Face à ces défis, certains citoyens pourraient privilégier des solutions alternatives pour répondre à leurs besoins de base, tandis que d’autres pourraient se détourner des institutions qu’ils estiment défaillantes. Ce dernier point peut être très problématique pour l’avenir des institutions publiques canadiennes.
Une tendance déjà observable
Ce scénario n’est pas une pure fiction. Des études récentes montrent que la mobilité sociale est déjà en déclin au Québec et ailleurs au Canada.
Une recherche du CIRANO publiée en 2023 révèle que « la détérioration de la mobilité sociale au Québec résulte principalement de deux phénomènes : d’une part, de la détérioration du statut socioéconomique des jeunes résidant hors des grands centres urbains à 16 ans et ayant grandi dans une famille au bas de la distribution des revenus, et d’autre part, de l’amélioration de la situation des jeunes des mêmes régions ayant grandi dans des familles au sommet de la distribution des revenus ».
En d’autres termes, l’écart se creuse entre riches et pauvres, et la mobilité géographique devient de plus en plus nécessaire pour espérer une mobilité sociale, particulièrement pour les jeunes des régions.
L’éducation : un rempart menacé
L’éducation a longtemps été considérée comme le principal vecteur de mobilité sociale. C’est d’ailleurs l’une des raisons pour lesquelles le Québec a créé, à la fin des années 1960, les cégeps et le réseau de l’Université du Québec, afin de favoriser l’accès le plus large possible à l’éducation supérieure.
Des analyses utilisant la Plateforme de liens longitudinaux entre l’éducation et le marché du travail montrent que « les diplômés universitaires issus de milieux moins favorisés se démarquent des autres jeunes des mêmes milieux par une mobilité ascendante nettement supérieure ».
Pourtant, le rapport d’Horizons de politiques prévoit que ce rempart pourrait s’effondrer. Si l’éducation post-secondaire n’est plus perçue comme une voie fiable vers la mobilité sociale, le secteur risquerait alors de devenir « un actif inutilisé » et la perception de l’utilité des études supérieures pourrait s’éroder si les bénéfices attendus ne se matérialisent plus clairement.
Une lueur d’espoir?
Pour éviter le scénario catastrophe, des actions concrètes doivent être entreprises dès maintenant.

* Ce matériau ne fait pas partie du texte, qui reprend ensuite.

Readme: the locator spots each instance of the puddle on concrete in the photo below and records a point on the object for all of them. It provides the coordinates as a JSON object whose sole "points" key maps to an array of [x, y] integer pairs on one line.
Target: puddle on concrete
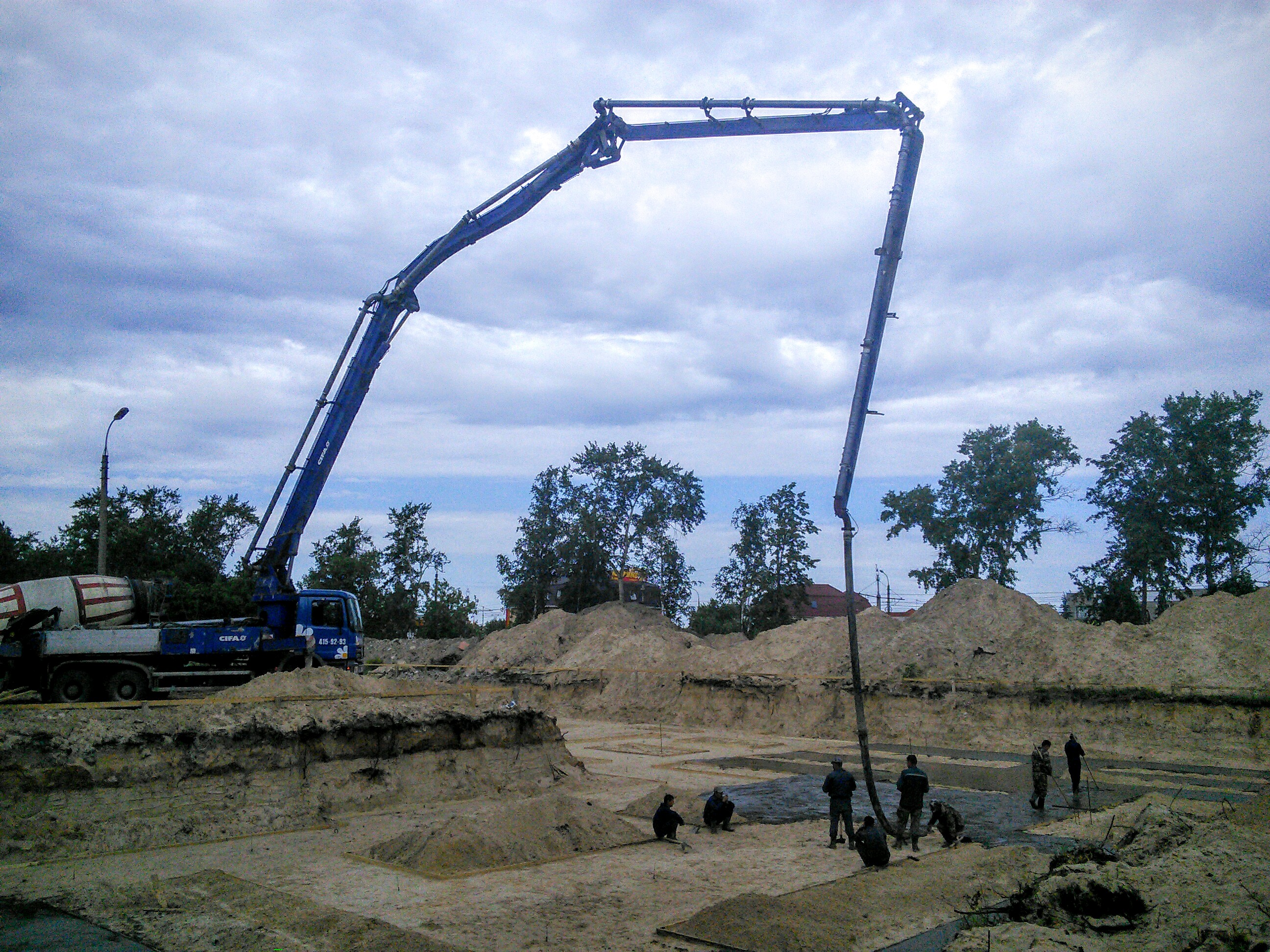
{"points": [[991, 819], [50, 931]]}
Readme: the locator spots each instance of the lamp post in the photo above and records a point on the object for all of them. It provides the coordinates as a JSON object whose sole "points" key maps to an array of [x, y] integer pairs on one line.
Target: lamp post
{"points": [[878, 582], [101, 515]]}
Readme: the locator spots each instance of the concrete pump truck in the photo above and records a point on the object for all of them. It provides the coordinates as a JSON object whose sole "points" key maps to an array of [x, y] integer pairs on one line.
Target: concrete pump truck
{"points": [[93, 638]]}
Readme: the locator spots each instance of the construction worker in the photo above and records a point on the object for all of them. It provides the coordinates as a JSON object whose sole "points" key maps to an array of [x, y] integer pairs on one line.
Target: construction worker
{"points": [[1075, 752], [913, 786], [666, 822], [872, 844], [1042, 772], [949, 820], [840, 785], [718, 811]]}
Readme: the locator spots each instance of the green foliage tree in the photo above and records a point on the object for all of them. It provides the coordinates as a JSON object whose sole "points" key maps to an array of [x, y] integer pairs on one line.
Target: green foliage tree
{"points": [[612, 509], [1219, 449], [150, 537], [715, 618], [1133, 497], [1178, 492], [537, 559], [407, 560], [988, 509], [398, 599], [769, 571], [348, 560], [638, 500]]}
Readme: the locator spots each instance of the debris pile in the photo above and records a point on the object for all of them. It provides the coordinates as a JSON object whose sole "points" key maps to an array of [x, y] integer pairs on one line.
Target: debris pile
{"points": [[1178, 882]]}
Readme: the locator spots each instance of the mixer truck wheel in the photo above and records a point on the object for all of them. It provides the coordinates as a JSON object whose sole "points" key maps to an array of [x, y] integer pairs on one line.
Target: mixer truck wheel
{"points": [[126, 685], [72, 686]]}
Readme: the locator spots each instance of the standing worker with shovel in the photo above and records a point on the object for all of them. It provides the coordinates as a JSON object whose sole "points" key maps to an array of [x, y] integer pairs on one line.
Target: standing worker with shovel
{"points": [[1075, 752], [1042, 772]]}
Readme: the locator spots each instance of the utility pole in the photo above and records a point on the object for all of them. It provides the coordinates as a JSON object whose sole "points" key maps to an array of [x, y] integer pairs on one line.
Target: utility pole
{"points": [[101, 512]]}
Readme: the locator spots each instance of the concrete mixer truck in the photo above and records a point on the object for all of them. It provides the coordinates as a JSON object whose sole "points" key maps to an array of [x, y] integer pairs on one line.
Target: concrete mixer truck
{"points": [[95, 638]]}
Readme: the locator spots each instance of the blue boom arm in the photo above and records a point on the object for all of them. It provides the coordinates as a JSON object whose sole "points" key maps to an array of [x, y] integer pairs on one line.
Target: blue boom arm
{"points": [[384, 314]]}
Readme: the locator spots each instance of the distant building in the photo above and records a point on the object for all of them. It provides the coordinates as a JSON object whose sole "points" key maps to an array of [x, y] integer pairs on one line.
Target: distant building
{"points": [[829, 602], [639, 591]]}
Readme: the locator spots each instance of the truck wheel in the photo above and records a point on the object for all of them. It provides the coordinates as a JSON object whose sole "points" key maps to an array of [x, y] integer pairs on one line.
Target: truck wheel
{"points": [[126, 685], [72, 687]]}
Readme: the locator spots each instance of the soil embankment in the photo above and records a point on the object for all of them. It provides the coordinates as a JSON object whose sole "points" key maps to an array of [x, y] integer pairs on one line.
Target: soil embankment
{"points": [[97, 780], [986, 668]]}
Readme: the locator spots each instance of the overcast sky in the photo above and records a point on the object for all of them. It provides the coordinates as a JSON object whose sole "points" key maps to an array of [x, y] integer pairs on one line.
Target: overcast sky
{"points": [[196, 198]]}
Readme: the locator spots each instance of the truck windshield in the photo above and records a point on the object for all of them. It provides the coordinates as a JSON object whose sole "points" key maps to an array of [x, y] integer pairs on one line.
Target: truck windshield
{"points": [[355, 616]]}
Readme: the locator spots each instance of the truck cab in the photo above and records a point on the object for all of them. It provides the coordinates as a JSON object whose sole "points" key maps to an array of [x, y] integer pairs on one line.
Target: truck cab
{"points": [[334, 621]]}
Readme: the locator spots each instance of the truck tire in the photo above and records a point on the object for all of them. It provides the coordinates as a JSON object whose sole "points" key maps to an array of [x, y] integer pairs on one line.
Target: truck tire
{"points": [[126, 685], [72, 687]]}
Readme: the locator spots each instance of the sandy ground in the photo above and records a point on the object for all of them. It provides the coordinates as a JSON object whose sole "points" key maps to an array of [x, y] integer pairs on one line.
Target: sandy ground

Le rapport invite les décideurs politiques à se poser des questions cruciales, tel que : « Quelles mesures pourraient être prises dès maintenant pour maximiser les possibilités et atténuer les défis liés à une mobilité sociale réduite et/ou descendante à l’avenir? »
Un enjeu fondamental pour l’avenir du Canada
L’accès à la mobilité sociale constitue un pilier du mérite individuel et un moteur essentiel de la prospérité canadienne. Si les citoyens perdent confiance en la possibilité d’améliorer leur sort par leurs efforts, c’est toute la cohésion sociale qui est menacée.
Dans ce contexte préoccupant, certains partis politiques avancent des solutions pour restaurer la promesse canadienne de mobilité sociale. Le Parti conservateur du Canada, par exemple, met de l’avant un plan visant à réduire le fardeau fiscal des familles, à recentrer l’éducation sur les compétences concrètes demandées par le marché du travail, et à favoriser l’accès à la propriété par des mesures ciblées. Leur chef, Pierre Poilievre, affirme vouloir « redonner aux Canadiens le contrôle de leur vie », en s’attaquant à ce qu’il décrit comme les obstacles bureaucratiques et financiers à l’ascension sociale. Ce plan se veut une réponse directe au sentiment croissant d’impuissance chez les jeunes, et une tentative de raviver cette promesse informelle — mais fondatrice — selon laquelle le travail et l’effort devraient mener à une vie meilleure.